In order to introduce young females to engineering, networks of professional women volunteers should continue to do STEM activities such as school visits to show students what can be achieved in the field. Companies should offer work experience and apprenticeship schemes and encourage their existing employees to promote engineering in career fairs etc. Social media also plays an important part in my opinion. It gives each of us a voice which we can use to break down incorrect perceptions and promote chemical engineering.
Companies should create a supportive environment for their employees and encourage them to develop career plans from early stages. Having a career plan is important for anyone. But I believe it is significantly more important for women because they may face a degree of unconscious bias at work, they may face challenges while seeking promotions and might need to think ahead about the impacts of taking maternity leave on their career. These are subjects that are not often talked about.

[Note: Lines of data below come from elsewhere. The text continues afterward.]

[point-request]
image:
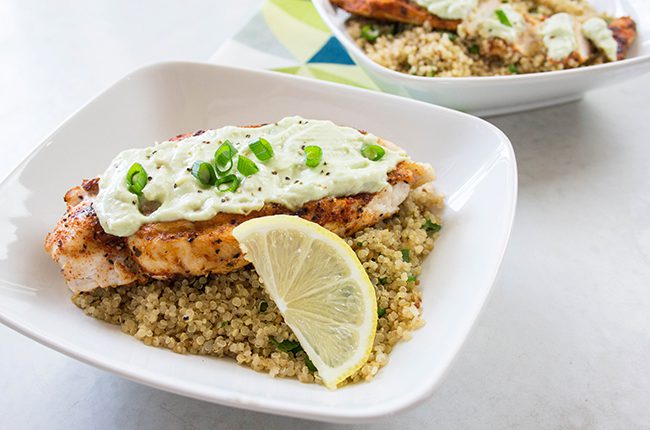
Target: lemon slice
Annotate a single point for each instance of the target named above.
(319, 286)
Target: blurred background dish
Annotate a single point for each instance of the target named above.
(503, 94)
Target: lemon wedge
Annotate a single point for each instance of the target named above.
(320, 288)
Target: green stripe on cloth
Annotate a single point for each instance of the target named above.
(283, 37)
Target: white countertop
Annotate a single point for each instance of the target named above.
(564, 341)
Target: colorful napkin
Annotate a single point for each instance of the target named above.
(288, 36)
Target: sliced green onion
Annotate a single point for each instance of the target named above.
(263, 306)
(503, 18)
(372, 152)
(369, 32)
(204, 173)
(262, 149)
(246, 166)
(430, 226)
(136, 179)
(309, 364)
(223, 158)
(313, 155)
(228, 183)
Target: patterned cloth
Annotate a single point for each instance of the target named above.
(288, 36)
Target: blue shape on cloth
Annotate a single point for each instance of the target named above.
(332, 52)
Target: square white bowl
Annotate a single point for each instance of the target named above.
(495, 95)
(476, 169)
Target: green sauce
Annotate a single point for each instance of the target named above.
(284, 179)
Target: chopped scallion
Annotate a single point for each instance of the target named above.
(430, 226)
(309, 364)
(262, 149)
(370, 32)
(503, 18)
(313, 155)
(372, 152)
(246, 166)
(223, 158)
(228, 183)
(136, 179)
(204, 173)
(286, 345)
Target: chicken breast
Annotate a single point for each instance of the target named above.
(91, 258)
(396, 10)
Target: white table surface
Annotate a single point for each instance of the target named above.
(564, 341)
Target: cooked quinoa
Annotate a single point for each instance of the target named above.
(232, 316)
(423, 51)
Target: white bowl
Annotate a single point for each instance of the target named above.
(476, 169)
(503, 94)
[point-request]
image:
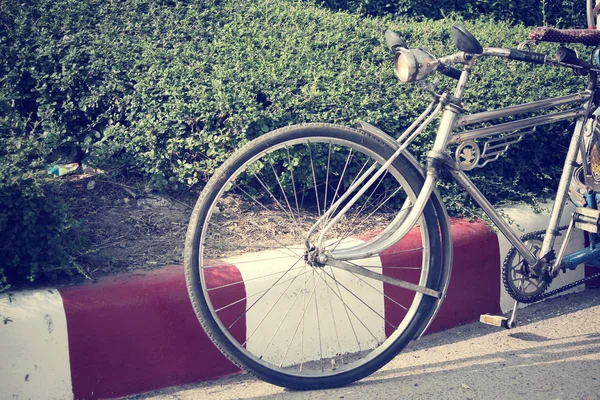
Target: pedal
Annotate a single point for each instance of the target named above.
(494, 320)
(587, 219)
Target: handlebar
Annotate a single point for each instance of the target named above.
(449, 71)
(564, 58)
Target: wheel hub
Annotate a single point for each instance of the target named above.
(315, 258)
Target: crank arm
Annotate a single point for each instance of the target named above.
(358, 270)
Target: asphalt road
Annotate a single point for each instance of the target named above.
(554, 353)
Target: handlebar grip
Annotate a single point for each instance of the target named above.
(527, 56)
(568, 56)
(449, 71)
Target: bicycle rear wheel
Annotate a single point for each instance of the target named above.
(264, 304)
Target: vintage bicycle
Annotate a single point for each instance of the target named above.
(318, 251)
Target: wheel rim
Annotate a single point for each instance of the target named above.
(293, 324)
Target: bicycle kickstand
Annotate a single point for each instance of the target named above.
(500, 321)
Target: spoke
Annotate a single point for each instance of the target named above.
(349, 309)
(292, 177)
(318, 325)
(312, 166)
(379, 291)
(260, 204)
(247, 280)
(267, 291)
(283, 193)
(366, 305)
(337, 336)
(283, 319)
(340, 297)
(252, 296)
(271, 309)
(264, 185)
(335, 206)
(297, 326)
(327, 177)
(354, 228)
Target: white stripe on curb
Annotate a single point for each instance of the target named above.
(34, 347)
(301, 282)
(530, 221)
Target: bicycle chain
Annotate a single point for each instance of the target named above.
(540, 296)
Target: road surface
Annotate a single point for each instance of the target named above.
(553, 354)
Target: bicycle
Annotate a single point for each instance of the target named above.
(326, 293)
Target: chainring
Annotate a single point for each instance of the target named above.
(518, 280)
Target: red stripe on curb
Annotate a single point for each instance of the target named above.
(475, 282)
(473, 289)
(133, 334)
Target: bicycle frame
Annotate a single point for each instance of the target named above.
(438, 159)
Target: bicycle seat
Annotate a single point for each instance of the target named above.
(589, 37)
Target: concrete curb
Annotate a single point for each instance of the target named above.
(131, 334)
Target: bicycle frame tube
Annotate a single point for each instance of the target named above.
(437, 158)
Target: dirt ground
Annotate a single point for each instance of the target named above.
(125, 224)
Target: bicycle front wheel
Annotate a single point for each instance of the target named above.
(293, 322)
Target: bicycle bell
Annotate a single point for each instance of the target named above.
(413, 65)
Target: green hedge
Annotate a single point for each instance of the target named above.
(170, 88)
(563, 13)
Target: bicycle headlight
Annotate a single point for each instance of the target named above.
(413, 64)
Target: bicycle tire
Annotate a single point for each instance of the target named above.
(210, 219)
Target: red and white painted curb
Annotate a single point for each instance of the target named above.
(132, 334)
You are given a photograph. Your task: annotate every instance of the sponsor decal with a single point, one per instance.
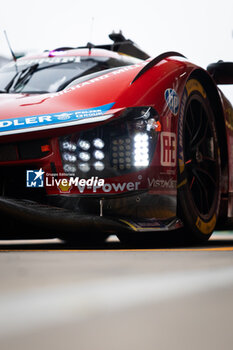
(168, 148)
(160, 183)
(38, 178)
(54, 120)
(35, 178)
(172, 100)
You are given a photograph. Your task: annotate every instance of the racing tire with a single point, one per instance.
(198, 175)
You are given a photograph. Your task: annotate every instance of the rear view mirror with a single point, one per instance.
(221, 72)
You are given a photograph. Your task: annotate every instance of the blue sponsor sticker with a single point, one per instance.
(172, 100)
(30, 123)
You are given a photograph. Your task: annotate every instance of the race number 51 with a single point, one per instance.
(168, 149)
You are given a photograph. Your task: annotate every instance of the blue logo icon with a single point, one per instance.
(35, 178)
(172, 100)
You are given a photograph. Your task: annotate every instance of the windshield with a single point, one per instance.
(51, 74)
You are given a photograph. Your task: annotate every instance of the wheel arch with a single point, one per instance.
(213, 96)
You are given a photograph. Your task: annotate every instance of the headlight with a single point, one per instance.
(123, 145)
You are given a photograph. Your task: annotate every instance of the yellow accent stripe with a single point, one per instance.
(121, 250)
(141, 228)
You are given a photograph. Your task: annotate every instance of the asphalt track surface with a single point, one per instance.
(54, 297)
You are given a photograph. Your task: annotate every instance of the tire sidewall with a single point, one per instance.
(199, 226)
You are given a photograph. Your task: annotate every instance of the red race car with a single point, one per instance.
(97, 142)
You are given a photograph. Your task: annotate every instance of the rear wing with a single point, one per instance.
(122, 45)
(221, 72)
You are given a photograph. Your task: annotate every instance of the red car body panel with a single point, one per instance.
(115, 88)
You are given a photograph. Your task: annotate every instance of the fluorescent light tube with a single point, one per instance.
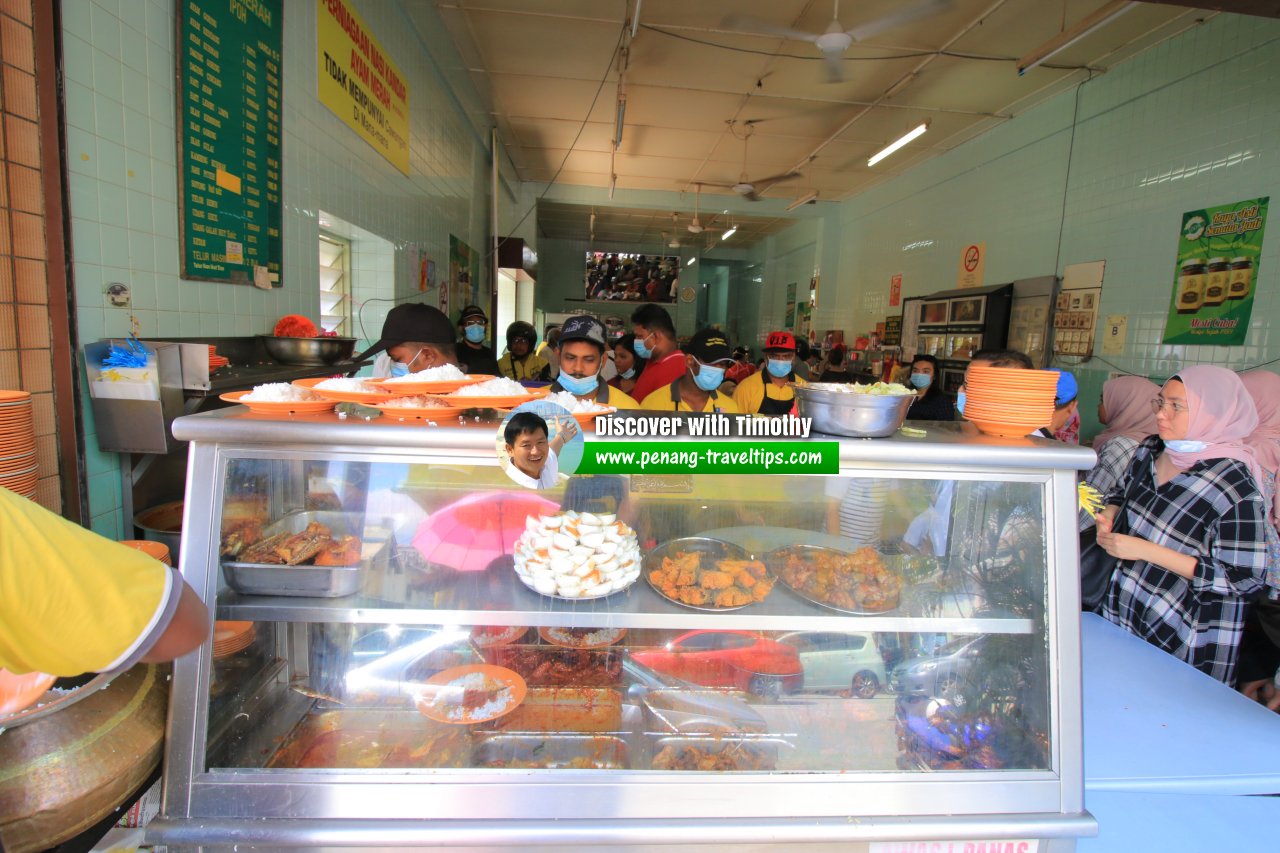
(899, 142)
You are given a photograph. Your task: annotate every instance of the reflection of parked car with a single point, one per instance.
(737, 660)
(682, 707)
(941, 674)
(839, 661)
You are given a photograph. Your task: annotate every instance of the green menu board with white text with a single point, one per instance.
(228, 126)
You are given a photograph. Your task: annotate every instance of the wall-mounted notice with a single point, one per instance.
(229, 138)
(360, 82)
(1219, 255)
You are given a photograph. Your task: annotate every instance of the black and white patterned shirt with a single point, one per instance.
(1214, 512)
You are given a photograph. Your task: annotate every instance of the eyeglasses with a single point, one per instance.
(1160, 402)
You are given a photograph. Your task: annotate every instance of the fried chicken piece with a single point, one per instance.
(716, 580)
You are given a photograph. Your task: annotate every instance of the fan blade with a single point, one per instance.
(912, 13)
(754, 27)
(835, 73)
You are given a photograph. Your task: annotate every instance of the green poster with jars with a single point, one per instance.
(1219, 252)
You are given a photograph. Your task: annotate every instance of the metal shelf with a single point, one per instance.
(497, 597)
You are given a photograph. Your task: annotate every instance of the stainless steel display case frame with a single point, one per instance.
(613, 808)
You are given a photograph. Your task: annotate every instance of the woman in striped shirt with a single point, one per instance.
(1187, 524)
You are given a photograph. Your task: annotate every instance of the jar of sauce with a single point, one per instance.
(1219, 272)
(1191, 286)
(1240, 279)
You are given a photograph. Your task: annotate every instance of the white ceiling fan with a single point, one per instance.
(748, 188)
(836, 40)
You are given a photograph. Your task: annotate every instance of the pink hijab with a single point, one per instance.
(1128, 404)
(1264, 387)
(1221, 414)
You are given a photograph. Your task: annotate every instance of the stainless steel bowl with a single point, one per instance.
(309, 351)
(840, 413)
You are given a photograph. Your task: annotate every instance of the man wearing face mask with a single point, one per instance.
(695, 389)
(472, 354)
(656, 343)
(769, 392)
(415, 337)
(581, 355)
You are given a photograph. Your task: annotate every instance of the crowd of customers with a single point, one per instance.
(635, 278)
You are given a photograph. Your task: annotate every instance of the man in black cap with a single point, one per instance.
(415, 337)
(705, 359)
(580, 354)
(472, 354)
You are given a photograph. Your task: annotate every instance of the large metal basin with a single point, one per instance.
(841, 413)
(309, 351)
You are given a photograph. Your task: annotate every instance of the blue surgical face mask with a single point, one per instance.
(576, 386)
(708, 378)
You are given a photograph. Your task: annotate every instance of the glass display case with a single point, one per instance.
(412, 649)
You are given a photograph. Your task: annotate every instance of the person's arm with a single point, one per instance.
(187, 629)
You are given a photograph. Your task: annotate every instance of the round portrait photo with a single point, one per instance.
(539, 445)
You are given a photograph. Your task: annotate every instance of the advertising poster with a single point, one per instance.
(360, 83)
(1219, 254)
(462, 276)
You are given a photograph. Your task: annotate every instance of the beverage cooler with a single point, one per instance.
(952, 325)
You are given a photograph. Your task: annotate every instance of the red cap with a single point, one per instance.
(781, 341)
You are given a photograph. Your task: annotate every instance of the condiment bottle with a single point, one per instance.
(1240, 279)
(1215, 283)
(1191, 286)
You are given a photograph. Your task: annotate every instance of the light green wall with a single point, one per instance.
(1189, 123)
(119, 103)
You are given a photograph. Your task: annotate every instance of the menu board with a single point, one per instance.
(229, 140)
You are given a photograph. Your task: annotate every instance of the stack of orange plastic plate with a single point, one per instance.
(158, 550)
(18, 464)
(1009, 401)
(215, 360)
(231, 638)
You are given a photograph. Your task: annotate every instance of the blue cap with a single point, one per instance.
(1066, 387)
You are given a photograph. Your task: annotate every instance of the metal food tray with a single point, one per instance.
(551, 752)
(320, 582)
(757, 755)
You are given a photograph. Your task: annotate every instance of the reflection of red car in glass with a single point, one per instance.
(737, 660)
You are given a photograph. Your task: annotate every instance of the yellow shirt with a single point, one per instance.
(752, 392)
(71, 601)
(528, 369)
(661, 401)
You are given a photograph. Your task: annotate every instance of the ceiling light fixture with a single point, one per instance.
(1068, 37)
(899, 142)
(803, 200)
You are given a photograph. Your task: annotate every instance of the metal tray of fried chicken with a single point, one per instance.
(312, 553)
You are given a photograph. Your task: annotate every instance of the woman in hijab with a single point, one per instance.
(1187, 524)
(1125, 409)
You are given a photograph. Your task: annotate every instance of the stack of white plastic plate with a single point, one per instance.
(18, 465)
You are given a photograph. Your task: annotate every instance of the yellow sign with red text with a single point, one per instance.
(360, 82)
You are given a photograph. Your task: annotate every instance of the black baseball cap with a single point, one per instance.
(584, 327)
(412, 322)
(709, 346)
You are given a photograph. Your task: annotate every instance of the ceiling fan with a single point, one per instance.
(752, 190)
(836, 40)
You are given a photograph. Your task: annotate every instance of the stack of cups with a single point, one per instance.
(1009, 401)
(18, 464)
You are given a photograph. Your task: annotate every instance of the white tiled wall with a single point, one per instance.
(1192, 123)
(119, 77)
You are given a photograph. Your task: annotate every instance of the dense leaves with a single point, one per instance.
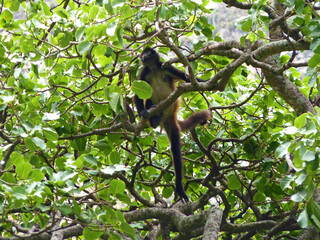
(76, 161)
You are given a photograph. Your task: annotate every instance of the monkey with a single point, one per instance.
(162, 80)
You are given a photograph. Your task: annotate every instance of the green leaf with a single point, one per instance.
(23, 170)
(114, 168)
(119, 33)
(16, 159)
(314, 60)
(94, 10)
(84, 47)
(115, 157)
(167, 192)
(39, 142)
(19, 193)
(91, 159)
(36, 175)
(127, 229)
(306, 155)
(115, 101)
(117, 186)
(65, 209)
(50, 134)
(282, 149)
(315, 45)
(303, 219)
(234, 183)
(301, 179)
(142, 89)
(300, 121)
(91, 234)
(285, 182)
(80, 33)
(299, 196)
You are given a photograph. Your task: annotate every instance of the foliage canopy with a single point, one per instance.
(75, 161)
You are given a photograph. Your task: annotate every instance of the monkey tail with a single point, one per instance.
(195, 119)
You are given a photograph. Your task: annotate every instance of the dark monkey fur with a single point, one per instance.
(162, 80)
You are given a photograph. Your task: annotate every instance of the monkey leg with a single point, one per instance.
(173, 132)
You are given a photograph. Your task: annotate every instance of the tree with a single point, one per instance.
(76, 161)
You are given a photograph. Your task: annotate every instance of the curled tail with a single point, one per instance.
(195, 119)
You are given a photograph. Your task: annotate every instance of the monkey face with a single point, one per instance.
(149, 56)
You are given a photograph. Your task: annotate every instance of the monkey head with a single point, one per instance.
(149, 57)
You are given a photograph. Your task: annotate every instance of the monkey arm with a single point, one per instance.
(178, 74)
(140, 107)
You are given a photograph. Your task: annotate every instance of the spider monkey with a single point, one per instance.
(162, 80)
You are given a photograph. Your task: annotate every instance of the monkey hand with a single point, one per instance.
(144, 114)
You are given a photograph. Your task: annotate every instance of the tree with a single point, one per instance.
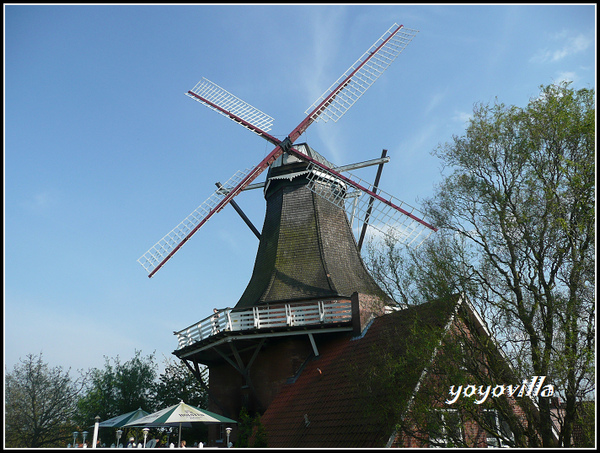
(517, 235)
(178, 383)
(40, 404)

In my own experience, I have found it very helpful to have a mentor who I meet with regularly. I have always reflected on my own personal and professional values, determined what support I need and from whom. This has allowed me to visualise my future goals and aspirations and set up objectives towards achieving them.
Other really useful schemes which I have seen offered by some companies are programmes such as STEM re-entry or Get in touch days. These are great ways to encourage and empower women to return to their technical roles, following a period of long-term leave.
Why is it important to have gender-balance in engineering, especially chemical engineering?
In my opinion, chemical engineering bears the solution to many global challenges that we are currently facing. It would be a shame to lose out on some of the greatest minds that could be helping resolve these challenges, due to gender imbalance.
What advice would you give to young girls and women who might be considering a career in chemical engineering?
Being a chemical engineer is amazing. You get to solve unique problems and make a real difference on global issues such as climate change and resource constraints. Chemical engineering is an immensely diverse field with a huge range of opportunities for progression. Studying chemical engineering will not only provide you with technical skills, but also numerous soft skills which are transferrable to other paths. The work schedule can be flexible, and the field is also well compensated financially due to the nature and significance of the work. You can also work anywhere in the world!